I can't be certain, but it looks like "system built" or CLASP (Consortium of Local Authority Special Programme) college. Between 1957 and the 80s, CLASP provided a set of basic, approved architectural designs for community buildings - not just schools, but clinics, libraries, community centres and even fire stations) for use across the UK (for more on this system, read Chris Matthews' fascinating piece on the legacy of CLASP buildings in Nottinghamshire and beyond on his blog, Internet Curtains ).
Economies of scale, partial prefabrication, standardisation of sizes of classrooms and gyms and assembly halls - all of these things made for cheaper but not necessarily poorer quality buildings. If the basic design had been hideous or hideously wrong, it would of course have been a different matter - but these modest buildings, in schoolyard Corbusier manage to fit in, to rub shoulders with many older styles without seeming to be rude or aloof.
Yes, they were designed for a time when education theory was different: there was optimism, the child was to be at the centre of learning, the schools were as far as possible open plan and filled with light. These were anti-austerity buildings in a way, modernist, but they were also utilitarian in the good sense of the word - they served a purpose (I hate to use the modern version of that phrase, 'fit for purpose').
So, back to Brixton Hill - and just look at the courtyard or quadrangle. Even in its current entirely neglected state, it's a godsend, a breathing space, a lovely echo for Brixton's ESOL and other students of the classic style of old universities. To modern ways of thinking, it is just a waste of space.
The building is friendly, unshowy, and it works - although I've no doubt it costs too much to heat in winter and that it probably gets over-hot in summer. These issues could have been addressed with adequate investment, maintenance and improvements back in the 80s and 90s.
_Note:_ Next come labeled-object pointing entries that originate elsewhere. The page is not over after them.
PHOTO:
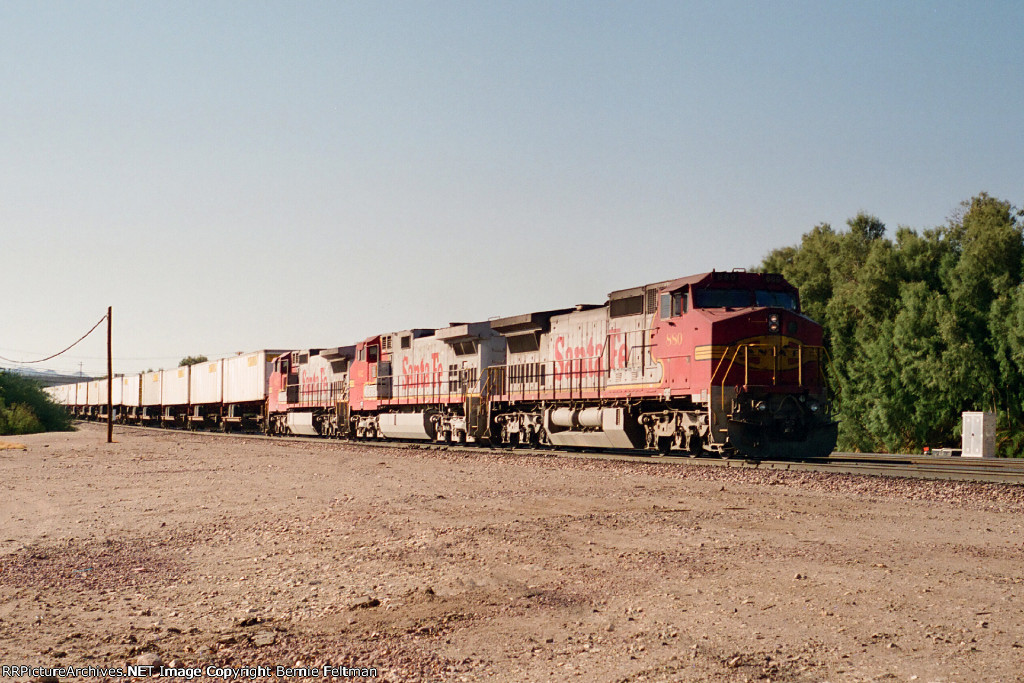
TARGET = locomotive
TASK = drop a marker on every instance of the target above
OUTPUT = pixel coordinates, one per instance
(719, 363)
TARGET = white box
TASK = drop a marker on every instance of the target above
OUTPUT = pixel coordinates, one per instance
(152, 385)
(130, 390)
(979, 435)
(247, 376)
(175, 389)
(207, 382)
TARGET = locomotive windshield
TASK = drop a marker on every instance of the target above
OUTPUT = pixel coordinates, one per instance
(776, 299)
(729, 298)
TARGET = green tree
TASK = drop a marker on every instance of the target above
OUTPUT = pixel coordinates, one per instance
(920, 327)
(25, 408)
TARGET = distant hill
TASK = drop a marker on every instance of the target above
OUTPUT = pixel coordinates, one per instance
(47, 377)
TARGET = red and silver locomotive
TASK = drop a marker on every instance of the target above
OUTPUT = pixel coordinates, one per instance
(718, 363)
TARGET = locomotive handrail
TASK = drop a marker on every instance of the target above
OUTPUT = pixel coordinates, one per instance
(775, 370)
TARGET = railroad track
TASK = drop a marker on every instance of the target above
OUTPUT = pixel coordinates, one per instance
(992, 470)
Instead, they let the building get a bit run down, then say no-one likes it any more. Half the site has already gone to a so-called free school. Now the remaining bit, fronting Brixton Hill, seems destined to be destroyed. It still houses most of Lambeth's ESOL classes and at certain times of day the place is buzzing with hundreds of different languages.
It's true the place is underused, especially in the evenings, and staff cuts mean the excellent library is not open late, which is a real shame.
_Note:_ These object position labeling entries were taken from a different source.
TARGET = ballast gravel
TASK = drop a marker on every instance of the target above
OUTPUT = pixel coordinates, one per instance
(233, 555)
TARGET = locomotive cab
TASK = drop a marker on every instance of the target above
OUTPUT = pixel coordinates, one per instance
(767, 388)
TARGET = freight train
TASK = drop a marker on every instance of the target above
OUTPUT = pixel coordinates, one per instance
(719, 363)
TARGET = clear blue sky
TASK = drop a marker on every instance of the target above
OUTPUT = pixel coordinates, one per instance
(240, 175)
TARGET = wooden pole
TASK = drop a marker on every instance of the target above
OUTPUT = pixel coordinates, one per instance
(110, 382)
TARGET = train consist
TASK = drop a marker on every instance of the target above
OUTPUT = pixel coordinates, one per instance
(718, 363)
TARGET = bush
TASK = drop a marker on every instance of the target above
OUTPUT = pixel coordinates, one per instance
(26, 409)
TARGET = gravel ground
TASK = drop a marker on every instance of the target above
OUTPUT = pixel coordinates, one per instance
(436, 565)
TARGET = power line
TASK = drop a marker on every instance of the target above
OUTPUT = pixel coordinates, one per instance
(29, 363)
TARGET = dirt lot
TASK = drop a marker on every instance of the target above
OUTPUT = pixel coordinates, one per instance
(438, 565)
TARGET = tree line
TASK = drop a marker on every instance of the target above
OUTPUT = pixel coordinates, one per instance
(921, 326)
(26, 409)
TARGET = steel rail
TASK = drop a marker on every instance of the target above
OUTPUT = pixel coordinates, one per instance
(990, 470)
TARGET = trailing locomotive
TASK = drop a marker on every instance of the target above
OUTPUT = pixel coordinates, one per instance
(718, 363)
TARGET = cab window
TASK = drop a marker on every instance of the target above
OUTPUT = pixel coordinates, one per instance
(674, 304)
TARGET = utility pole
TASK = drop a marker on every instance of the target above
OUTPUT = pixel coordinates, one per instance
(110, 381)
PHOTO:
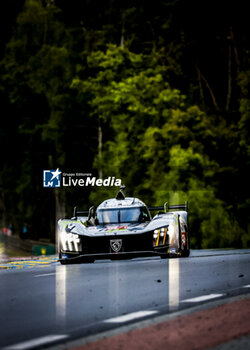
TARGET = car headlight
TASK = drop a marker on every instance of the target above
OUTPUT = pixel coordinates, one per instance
(70, 241)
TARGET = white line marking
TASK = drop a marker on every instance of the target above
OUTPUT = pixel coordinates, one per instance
(45, 274)
(202, 298)
(29, 344)
(130, 317)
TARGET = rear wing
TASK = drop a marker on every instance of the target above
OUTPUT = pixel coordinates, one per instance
(166, 208)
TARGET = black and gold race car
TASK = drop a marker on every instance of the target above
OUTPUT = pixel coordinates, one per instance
(122, 227)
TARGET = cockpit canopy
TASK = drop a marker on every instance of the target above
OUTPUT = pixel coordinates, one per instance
(121, 215)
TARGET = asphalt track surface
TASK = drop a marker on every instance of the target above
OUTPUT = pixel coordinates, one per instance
(43, 303)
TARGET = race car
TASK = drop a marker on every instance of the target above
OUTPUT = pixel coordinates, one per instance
(122, 227)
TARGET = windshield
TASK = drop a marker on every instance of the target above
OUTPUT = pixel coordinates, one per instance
(122, 215)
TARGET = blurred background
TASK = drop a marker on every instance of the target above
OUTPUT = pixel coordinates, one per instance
(155, 93)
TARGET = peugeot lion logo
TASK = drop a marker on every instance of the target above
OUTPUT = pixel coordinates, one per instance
(116, 245)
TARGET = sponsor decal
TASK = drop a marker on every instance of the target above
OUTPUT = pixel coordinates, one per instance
(56, 178)
(52, 178)
(116, 228)
(116, 245)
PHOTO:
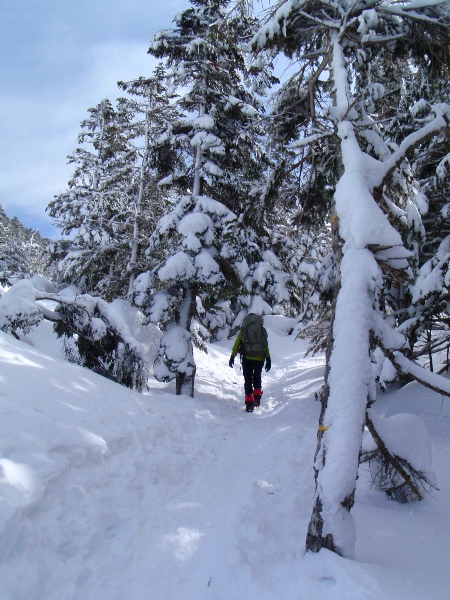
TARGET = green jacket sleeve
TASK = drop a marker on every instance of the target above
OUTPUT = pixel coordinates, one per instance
(236, 343)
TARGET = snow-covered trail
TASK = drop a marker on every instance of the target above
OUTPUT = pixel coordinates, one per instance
(107, 494)
(101, 481)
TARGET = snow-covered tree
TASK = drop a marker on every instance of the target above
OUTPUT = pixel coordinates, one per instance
(21, 251)
(329, 110)
(191, 250)
(94, 209)
(219, 172)
(100, 334)
(145, 116)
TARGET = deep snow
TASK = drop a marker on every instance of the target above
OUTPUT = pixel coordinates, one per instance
(109, 494)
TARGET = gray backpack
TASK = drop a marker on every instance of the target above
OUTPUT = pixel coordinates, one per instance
(254, 336)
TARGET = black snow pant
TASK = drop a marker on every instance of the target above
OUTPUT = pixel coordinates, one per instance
(252, 370)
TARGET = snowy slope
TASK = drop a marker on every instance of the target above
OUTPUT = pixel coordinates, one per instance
(108, 494)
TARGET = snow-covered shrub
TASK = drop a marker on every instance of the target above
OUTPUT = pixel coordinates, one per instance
(18, 310)
(398, 452)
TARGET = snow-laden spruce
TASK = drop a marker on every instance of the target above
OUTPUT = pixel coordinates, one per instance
(334, 105)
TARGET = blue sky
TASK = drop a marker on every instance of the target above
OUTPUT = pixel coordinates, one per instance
(57, 59)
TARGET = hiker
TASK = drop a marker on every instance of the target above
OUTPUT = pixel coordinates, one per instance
(252, 344)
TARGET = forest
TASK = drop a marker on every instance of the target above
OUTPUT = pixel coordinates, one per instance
(293, 161)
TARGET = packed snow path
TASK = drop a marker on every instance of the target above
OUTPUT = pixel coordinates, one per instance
(108, 494)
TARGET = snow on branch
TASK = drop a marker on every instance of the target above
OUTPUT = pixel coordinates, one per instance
(104, 341)
(440, 122)
(400, 461)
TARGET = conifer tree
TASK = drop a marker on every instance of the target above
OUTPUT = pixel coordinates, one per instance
(330, 111)
(95, 207)
(219, 168)
(145, 115)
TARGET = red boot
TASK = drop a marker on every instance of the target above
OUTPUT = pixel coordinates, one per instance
(257, 397)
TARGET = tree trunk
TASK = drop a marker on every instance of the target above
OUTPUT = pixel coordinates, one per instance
(185, 382)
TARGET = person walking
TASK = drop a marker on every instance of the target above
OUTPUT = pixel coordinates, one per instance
(252, 344)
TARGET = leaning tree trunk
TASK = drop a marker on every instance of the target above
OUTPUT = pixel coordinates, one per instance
(348, 374)
(185, 379)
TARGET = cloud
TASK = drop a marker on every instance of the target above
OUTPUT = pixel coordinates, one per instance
(56, 61)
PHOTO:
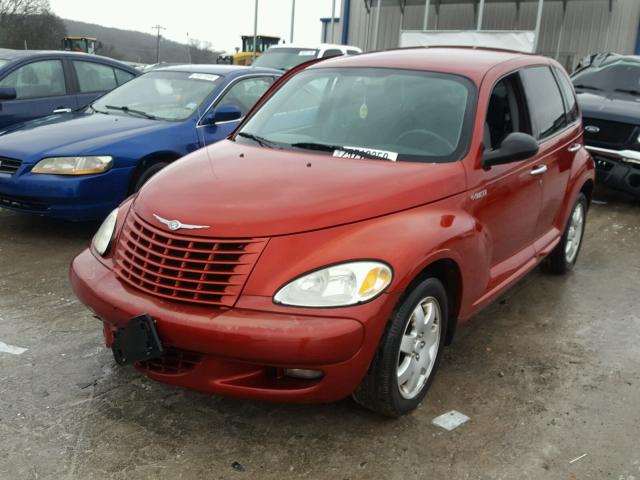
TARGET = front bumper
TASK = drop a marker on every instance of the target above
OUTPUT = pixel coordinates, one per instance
(617, 169)
(83, 197)
(242, 351)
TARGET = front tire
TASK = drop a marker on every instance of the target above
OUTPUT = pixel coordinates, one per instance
(409, 353)
(563, 258)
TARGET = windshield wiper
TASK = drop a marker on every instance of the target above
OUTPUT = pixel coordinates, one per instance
(263, 142)
(96, 110)
(587, 87)
(126, 109)
(627, 90)
(321, 147)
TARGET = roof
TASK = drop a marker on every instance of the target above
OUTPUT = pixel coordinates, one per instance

I tell you, I infinitely prefer the old school style of this place to the stomach churning colour schemes, garish carpets and gormless sloganeering of the modern equivalents -- all those purples and green carpets, the silly wooden cladding, those inane slogans you get painted in huge letters on the walls of 21st century schools and colleges, the annoying curves and confusing layout. Visit the newest Lambeth College building, at Clapham Common, and you will see what I mean - it's a nightmare to find your way around this place, and after less than a decade it is already looking a bit frayed.
Maybe I am just a 60s nostalgist - but I will miss this place, and am glad at least I chose to do a course there in its latter days.